DOT: What do you see presently as “hot” areas of redox biology/oxidative stress?

In my opinion, resurrection of metabolism is a “hot” topic of research currently. Because metabolism and redox biology are intertwined, let us take this opportunity to further advance our knowledge related to redox chemistry of biological processes to promote a healthy lifespan.

DOT: Do you think that pressure due to present shortage in funding affects how freely we exchange our results and thoughts, and therefore precludes fruitful, sincere and productive research environment?

Certainly, shortage of funding impacts our progress and often restricts exchanging our results and thoughts. We all probably have a story to tell about being “scooped.” In my opinion, being “scooped” is not the end of one’s scientific career. I think we can minimize this fear by encouraging more open communication among our peers. Every program has their own format for presentation of research activities, research seminar series, etc. Research personnel and mentors from every lab need to present their research at these regularly scheduled forums. The feedback from these presentations will significantly help advancing one’s research rather than hinder progress. Let us promote good science.

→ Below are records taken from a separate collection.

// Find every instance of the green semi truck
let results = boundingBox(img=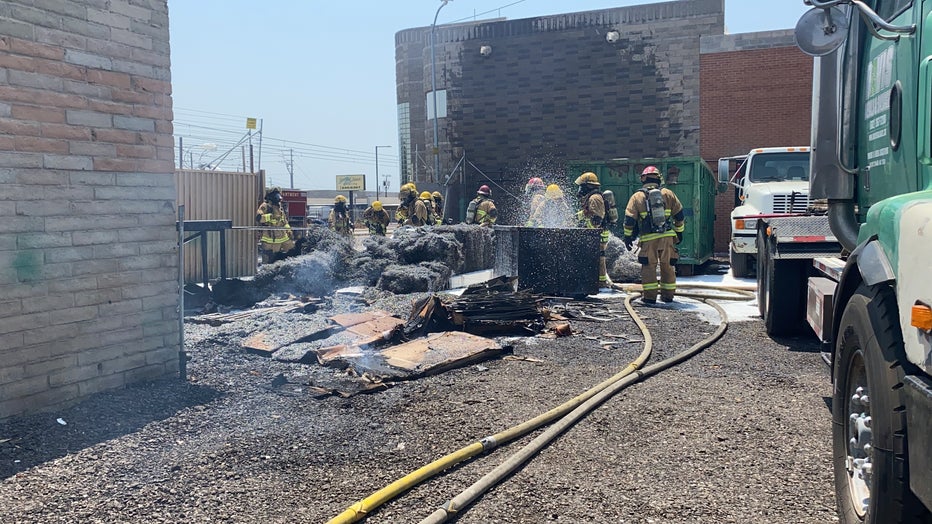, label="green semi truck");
[757,0,932,524]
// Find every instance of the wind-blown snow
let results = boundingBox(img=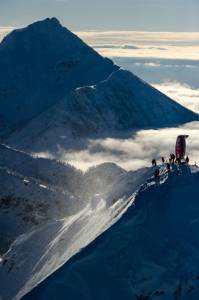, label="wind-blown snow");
[7,69,198,157]
[24,166,199,300]
[0,159,153,300]
[0,18,118,136]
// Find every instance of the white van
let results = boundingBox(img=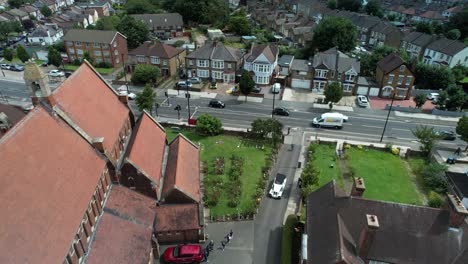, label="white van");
[312,113,345,129]
[271,83,281,94]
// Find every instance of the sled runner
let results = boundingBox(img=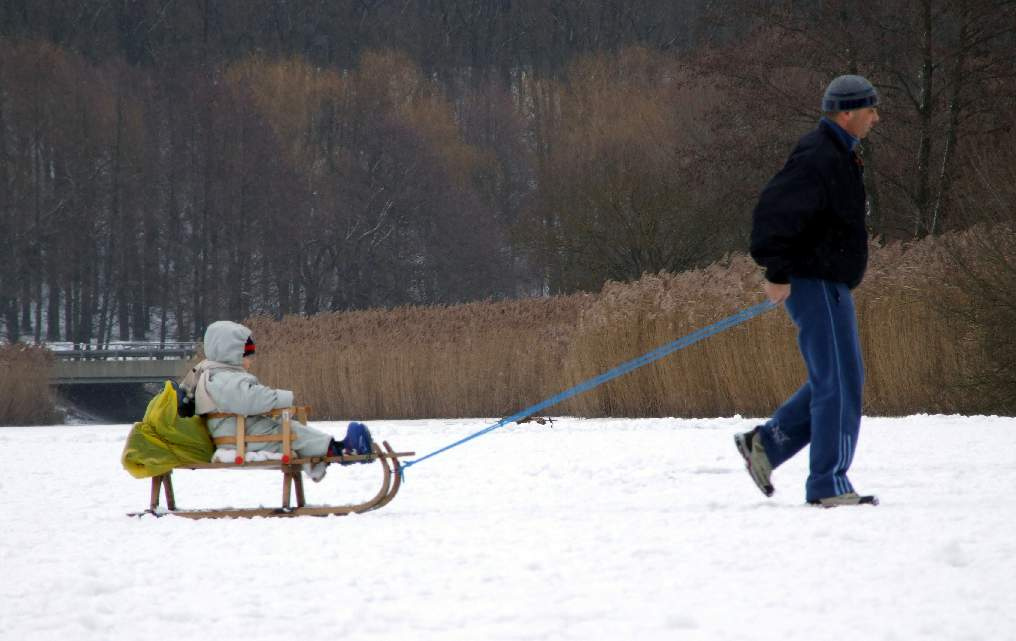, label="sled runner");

DOT: How do you achieve balance between your personal and professional life?

It is hard. I am very fortunate to have lots of support from my wife and children. They recognize the challenges and time commitment of our profession. I think I am a dedicated husband and father, and enjoying both aspects of my responsibilities and care. I am a dedicated husband because I took my wife to India numerous times to visit her family and continue to keep in touch with her Indian heritage. For my kids, I attended most of their school and outdoor activities. I attended all those parents-teacher conferences, parent’s day and even grandparent’s day. My children were not at all happy when I showed up during their school’s grandparent’s day. Like their friends, our kids were expecting to see their grandparents and not me. Living so far away from India, I had to fill the role of both parent and grandparent.